Genomics-Derived Human Monoclonal Antibody Drugs
LymphoStat-B is a fully human monoclonal antibody designed to inhibit the biological activity of B-lymphocyte stimulator, or BLyS. Preclinical studies indicate that higher than normal levels of BLyS may trigger autoimmune diseases by stimulating production of autoantibodies antibodies that attack and destroy the bodys own healthy tissues. Over-production of autoantibodies may be counteracted by reducing BLyS levels with LymphoStat-B. We are developing LymphoStat-B as a potential treatment for autoimmune diseases, such as systemic lupus erythematosus (SLE) and rheumatoid arthritis (RA). LymphoStat-B has received a Fast Track Product designation from the FDA for the treatment of systemic lupus erythematosus, and has been selected for inclusion in the FDAs Continuous Marketing Application Pilot 2 Program. The Pilot 2 program provides for frequent scientific feedback and interactions based on a prospectively defined agreement between the FDA and participating companies.

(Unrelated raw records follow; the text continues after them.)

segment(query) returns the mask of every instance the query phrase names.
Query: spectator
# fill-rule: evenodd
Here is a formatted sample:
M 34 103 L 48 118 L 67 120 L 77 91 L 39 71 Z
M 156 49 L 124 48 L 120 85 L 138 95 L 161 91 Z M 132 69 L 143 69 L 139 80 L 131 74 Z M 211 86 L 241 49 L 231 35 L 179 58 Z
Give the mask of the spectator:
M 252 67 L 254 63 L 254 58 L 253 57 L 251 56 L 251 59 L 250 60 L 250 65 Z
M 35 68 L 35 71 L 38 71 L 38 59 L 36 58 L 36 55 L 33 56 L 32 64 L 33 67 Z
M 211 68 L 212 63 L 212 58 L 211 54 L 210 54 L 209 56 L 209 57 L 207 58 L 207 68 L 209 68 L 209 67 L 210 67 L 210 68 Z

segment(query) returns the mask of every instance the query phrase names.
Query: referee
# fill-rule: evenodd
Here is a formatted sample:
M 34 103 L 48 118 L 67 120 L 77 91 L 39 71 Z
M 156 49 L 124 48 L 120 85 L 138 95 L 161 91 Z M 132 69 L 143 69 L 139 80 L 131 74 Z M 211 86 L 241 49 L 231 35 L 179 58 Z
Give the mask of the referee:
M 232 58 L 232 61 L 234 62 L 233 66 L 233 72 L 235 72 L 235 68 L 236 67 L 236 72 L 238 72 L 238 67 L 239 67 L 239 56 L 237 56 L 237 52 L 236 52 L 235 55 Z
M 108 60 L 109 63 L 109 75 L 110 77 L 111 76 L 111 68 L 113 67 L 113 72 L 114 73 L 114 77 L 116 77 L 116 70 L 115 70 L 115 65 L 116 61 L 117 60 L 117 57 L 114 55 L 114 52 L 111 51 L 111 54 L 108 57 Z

In July 2004, we completed the enrollment, randomization and initiation of dosing for separate Phase 2 clinical trials of LymphoStat-B in RA and SLE. Each trial is designed to evaluate safety, tolerability and efficacy. A total of 283 patients with active moderate-to-severe rheumatoid arthritis who have failed prior treatment have been enrolled in the RA trial. A total of 449 patients with active systemic lupus erythematosus have been enrolled in the SLE trial. It is anticipated that the results of both of the Phase 2 studies of LymphoStat-B will be available in 2005, with the RA results expected in the Spring and the SLE results expected in the Fall. Based on the Phase 2 results, we plan to reach go/no go decisions regarding Phase 3 development of the compound in both indications. Assuming that the data emerging from the Phase 2 study in RA are sufficiently positive, we could initiate a Phase 3 clinical trial of LymphoStat-B in patients with rheumatoid arthritis in the second half of 2005.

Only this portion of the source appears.